何況父親的選擇亦是前往彼岸,這條路沒有錯。
”
而後幾人陷入沉默。
得知各大界域接連淪陷,王七和許九都意識到問題嚴重性,理解了陳江河與雲千秋的緊迫感。
“好,我送你們一程。
”王七點頭首肯。
“不過你們要記住,師尊曾說過彼岸并非仙界,而是充滿未知恐怖的地方。
而且你們多半要獻祭肉身才能前往,在途中不要執着于保留肉身。
”
二人認真記下。
王七與許九回到各自位置,運轉法力與咒術開啟這座浩大的界門。
轟隆隆!
這一瞬間,整片星空都在顫抖。
陳江河握緊雲千秋的手,時刻準備着前往門的另一邊。
界門上的星辰全被點亮,照亮了整片星空,陳江河迎着刺眼的光芒直視界門,看見界門已經開啟了一條縫隙。
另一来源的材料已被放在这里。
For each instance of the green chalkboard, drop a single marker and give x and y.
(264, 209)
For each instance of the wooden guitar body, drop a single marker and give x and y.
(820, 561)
濃郁的特殊能量因子通過這條縫隙溢出,如海嘯般将二人淹沒。
許九釋放的神念在二人腦海響起,“我們隻能維持界門開啟十息時間,你們馬上通過這條縫隙進入界門!
”
陳江河不再猶豫,握着雲千秋掌心飛入縫隙。
轟隆隆!
王七與許九卸去法力,界門迅速關閉。
看着界門外空蕩蕩的區域,許九心生憂傷:“才與小師妹叙舊沒多久,就又送她上路,希望他們能在彼岸遇見師尊。
”
“話說回來……”
“這麼多年過去,也不知師尊如何?
”
“是否安康?
”
二人分列界門左右,聊天的時候一點點化為石像,直至徹底沉寂下去。
界門上的星辰迅速黯淡,星空恢複死寂沉沉。
界門之後,異象頻生。
陳江河緊緊握住雲千秋的手,始終不願意松開,生怕二人會分散在彼岸的各處。
正如王七與許九所言,進入界門之後有股冥冥中的力量似乎要磨滅二人的肉身,陳江河不舍得自己的肉身在拼命維持,奇怪的是陳江河運轉玄黃力之後那股磨滅的力量随之消散,讓他的肉身得以保存。
陳江河突然想到了什麼,望向身旁的雲千秋。
雲千秋面對冥冥中的磨滅力量,體表散發出朦胧的淡白色光芒保護肉身,竟也沒有磨掉肉身。
二人驚疑不定,最終歸功于無極帝尊構建的這條通道。
陳江河漸漸明白過來,之所以沒有在地球上看見無極帝尊的肉身,是因為這位絕世強者帶着肉身強勢登陸彼岸。
時間漫長。
二人所經曆宛如大夢一場。
他們看見,一座座界域從蠻荒到文明鼎盛,然後又沉寂在界海。
沒有人能夠逆轉。
看多了,整個人也就麻木了。
除此之外。
二人還看見許許多道虛影正在獻祭肉身,希冀能夠踏入彼岸。
大部分人都以失敗告終,隻有少之又少的人成功。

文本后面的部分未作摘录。